Choosing one or several Databases for storing raw and learnt data
Current scenario
- We are using json files for storage of the normalized data and the graphs.
- We pull all data from SatNOGs every time we want to test something out.
- We want to add other sources of data as well.
Possible DBMS packages
- I have gone through MongoDB, MariaDB, InfluxDB (as suggested by @saintaardvark and have to go through PostgreSQL as suggested by @acinonyx.
- Advantages of each are as follows:
- MariaDB: Almost like traditional MySQL, so good community support.
- InfluxDB: Very good with time series. Supports SQL like queries.
- MongoDB: Useful pipeline infrastructure which gives a lot of flexibility. Data is stored as JSON documents which allows us to omit certain fields for some rows.
- PostgreSQL: Has the SQL like structure with MongoDB like flexibility. Blazing fast.

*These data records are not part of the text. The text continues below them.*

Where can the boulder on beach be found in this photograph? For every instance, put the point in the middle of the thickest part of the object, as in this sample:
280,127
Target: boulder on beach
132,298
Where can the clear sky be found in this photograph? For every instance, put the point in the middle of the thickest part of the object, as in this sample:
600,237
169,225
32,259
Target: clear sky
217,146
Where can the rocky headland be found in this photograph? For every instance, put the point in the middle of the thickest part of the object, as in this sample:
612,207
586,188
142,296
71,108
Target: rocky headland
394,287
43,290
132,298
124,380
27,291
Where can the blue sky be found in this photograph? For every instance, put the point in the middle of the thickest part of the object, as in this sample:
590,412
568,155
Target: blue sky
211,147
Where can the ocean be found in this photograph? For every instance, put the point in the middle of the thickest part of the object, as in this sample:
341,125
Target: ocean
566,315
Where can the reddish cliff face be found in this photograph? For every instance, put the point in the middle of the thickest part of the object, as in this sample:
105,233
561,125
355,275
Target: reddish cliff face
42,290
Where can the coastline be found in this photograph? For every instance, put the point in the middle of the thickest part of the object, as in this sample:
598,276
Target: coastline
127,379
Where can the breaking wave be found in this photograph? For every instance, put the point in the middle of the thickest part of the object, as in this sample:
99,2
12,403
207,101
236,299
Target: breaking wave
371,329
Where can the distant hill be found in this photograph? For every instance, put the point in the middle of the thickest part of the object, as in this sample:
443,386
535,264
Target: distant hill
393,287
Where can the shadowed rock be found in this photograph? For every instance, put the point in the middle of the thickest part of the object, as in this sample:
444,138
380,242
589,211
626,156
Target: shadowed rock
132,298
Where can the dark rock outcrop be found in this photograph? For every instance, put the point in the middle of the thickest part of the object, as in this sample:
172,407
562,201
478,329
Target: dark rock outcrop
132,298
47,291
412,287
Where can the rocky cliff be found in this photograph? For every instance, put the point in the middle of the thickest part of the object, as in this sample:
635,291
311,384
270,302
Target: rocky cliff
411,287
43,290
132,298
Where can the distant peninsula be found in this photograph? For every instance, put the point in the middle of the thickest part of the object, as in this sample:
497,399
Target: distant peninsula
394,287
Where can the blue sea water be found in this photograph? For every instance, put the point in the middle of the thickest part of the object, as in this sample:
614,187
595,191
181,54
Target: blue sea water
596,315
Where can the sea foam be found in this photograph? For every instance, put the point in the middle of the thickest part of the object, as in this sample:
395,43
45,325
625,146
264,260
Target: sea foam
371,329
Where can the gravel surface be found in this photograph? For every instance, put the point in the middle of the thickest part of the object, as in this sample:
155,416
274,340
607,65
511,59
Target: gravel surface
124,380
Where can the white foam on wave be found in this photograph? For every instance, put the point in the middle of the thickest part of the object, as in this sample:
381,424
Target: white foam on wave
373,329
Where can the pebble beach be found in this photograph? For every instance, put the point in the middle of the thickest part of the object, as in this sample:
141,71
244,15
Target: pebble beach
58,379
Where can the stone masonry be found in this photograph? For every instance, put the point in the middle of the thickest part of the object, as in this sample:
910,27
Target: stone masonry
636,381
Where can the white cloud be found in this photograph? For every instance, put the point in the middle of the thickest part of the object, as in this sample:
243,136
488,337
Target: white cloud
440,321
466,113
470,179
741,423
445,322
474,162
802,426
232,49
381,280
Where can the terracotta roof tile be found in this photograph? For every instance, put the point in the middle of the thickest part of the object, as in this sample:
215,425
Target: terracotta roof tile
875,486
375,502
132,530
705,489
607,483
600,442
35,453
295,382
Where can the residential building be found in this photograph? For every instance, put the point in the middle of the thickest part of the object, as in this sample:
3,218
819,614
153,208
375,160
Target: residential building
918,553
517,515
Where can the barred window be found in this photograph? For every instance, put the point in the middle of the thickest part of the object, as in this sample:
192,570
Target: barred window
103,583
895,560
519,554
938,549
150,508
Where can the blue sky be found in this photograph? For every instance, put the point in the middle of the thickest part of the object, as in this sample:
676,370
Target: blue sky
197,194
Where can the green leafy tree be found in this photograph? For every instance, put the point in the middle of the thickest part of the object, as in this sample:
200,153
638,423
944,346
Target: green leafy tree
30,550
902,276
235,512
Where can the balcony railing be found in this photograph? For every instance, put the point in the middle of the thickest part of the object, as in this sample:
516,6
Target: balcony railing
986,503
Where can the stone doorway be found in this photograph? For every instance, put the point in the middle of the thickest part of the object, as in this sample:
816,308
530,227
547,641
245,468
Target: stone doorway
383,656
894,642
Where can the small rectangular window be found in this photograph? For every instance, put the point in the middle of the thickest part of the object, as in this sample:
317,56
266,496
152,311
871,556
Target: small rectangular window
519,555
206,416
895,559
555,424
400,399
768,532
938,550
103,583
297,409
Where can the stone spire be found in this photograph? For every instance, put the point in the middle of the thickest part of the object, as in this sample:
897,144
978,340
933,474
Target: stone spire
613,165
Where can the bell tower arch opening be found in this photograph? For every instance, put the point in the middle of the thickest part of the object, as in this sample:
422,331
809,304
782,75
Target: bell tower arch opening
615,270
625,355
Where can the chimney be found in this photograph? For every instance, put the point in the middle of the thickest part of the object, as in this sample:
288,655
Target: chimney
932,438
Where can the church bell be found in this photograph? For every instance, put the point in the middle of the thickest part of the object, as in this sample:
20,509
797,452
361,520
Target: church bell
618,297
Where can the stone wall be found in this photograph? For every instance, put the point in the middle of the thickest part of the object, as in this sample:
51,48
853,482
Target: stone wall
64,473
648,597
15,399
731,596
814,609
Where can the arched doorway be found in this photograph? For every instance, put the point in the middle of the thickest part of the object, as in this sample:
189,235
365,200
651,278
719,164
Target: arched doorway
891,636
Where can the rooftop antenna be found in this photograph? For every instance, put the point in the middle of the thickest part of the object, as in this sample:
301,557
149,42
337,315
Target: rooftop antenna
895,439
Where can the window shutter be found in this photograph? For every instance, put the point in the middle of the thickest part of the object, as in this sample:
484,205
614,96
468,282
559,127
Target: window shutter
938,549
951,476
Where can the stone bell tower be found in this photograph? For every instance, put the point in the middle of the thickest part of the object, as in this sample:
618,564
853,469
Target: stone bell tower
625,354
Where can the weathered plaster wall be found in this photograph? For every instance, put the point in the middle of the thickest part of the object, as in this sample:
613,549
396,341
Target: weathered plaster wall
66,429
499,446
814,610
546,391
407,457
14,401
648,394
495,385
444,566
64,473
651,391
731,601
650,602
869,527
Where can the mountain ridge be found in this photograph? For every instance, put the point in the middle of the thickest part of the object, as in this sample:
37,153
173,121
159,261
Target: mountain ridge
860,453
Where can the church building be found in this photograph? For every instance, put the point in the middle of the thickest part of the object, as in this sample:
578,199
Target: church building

- ArangoDB: provies nodes and edges collections with graph functionalities, it is as well a multi-model (nosql) database.
How do we choose?
As pointed out by @saintaardvark in the main chatroom, we need to make a list of the features/properties we expect the DBMS to have before making the choice. Possible features are:
- Handling of empty fields
- Fast storage/retrieval (need to elaborate on this)
- Ability to filter
- Merging data from two or more tables
- Linking two or more tables
(Any other you can think of)
One other constraint is that it should not be a replica of SatNOGs as that would be a waste of resources (duplication).
We will use this issue to finalize the requirements and then proceed to choose the DBMS system to implement.